An inventory system is intended to serve as master repository of network and service data. Its intention is to provide accurate data, however many tier 1 inventory systems are nothing but accurate.( Typically around 60% ). This is because most inventory systems in deployment are populated, updated and maintained manually, which invites errors, leads to inefficiencies, and can be costly and time-consuming. The databases suffer from poor data integrity and fall out of synch, impacting numerous processes, such as flow-through provisioning.
Many service providers undertake extensive data cleansing projects where network is audited and inventory updated. However this is a rather expensive exercise and by the time the audit has been completed, the inventory is probably still out of sync with the network, due to the constant network change.
To combat this issue many Tier 1 Service providers have deployed network discovery and reconciliation tools tightly integrated with the network inventory system.
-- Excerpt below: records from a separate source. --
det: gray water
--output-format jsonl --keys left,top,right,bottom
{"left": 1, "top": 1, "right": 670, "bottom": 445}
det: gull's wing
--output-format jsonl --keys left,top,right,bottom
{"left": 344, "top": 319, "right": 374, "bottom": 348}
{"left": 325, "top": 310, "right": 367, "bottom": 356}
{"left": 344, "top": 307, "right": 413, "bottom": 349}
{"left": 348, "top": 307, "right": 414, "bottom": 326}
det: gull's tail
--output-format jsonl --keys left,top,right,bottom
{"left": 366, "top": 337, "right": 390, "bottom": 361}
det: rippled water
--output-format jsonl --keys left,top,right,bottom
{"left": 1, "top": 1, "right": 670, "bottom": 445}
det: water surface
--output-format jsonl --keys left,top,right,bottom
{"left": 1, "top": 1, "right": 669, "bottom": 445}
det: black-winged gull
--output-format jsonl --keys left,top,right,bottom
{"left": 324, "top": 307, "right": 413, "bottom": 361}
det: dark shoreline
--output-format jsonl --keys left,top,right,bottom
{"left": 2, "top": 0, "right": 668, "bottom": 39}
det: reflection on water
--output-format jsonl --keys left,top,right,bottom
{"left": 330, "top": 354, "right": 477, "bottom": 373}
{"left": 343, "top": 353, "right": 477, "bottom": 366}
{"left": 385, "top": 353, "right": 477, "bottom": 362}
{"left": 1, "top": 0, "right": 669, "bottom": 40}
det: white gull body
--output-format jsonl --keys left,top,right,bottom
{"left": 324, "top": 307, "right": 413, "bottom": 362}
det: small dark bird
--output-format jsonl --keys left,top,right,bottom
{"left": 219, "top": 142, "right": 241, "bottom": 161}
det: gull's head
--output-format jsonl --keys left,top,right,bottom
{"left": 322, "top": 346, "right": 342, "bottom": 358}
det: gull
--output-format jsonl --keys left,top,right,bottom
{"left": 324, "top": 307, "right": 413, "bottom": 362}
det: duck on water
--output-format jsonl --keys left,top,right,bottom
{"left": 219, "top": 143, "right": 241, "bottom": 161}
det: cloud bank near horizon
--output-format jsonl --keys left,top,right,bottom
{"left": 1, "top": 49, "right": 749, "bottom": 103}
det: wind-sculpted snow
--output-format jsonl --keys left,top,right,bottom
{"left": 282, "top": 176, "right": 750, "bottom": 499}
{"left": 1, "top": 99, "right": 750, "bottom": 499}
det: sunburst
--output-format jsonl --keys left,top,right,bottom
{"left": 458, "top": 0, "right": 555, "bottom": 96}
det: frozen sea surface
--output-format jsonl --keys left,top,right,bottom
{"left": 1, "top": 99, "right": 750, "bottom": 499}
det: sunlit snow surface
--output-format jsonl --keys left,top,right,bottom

Do not be fooled, this can be quite challenging,however the effort of ensuring an up-to-date view of the network is provided will ensure increased operational efficiencies and less fall-out when inventory is used for service fulfillment.
It won't take long to have data issues when deploying a network inventory system if its not tightly coupled with a network discovery and reconciliation process. To ensure you’re confident the inventory system is telling the truth , it needs to discover and update inventory from the network .
The reconciliation system must provide a discrepancy management that enables the carrier staff to identify, analyze and resolve the most costly discrepancies rapidly. Typically it should automatically update the inventory in the case of known, common discrepancies, and permit the service provider to explore impact of proposed fixes on inventory data. This approach assumes that the network itself provides the truth - rather than the system/documented views of the network.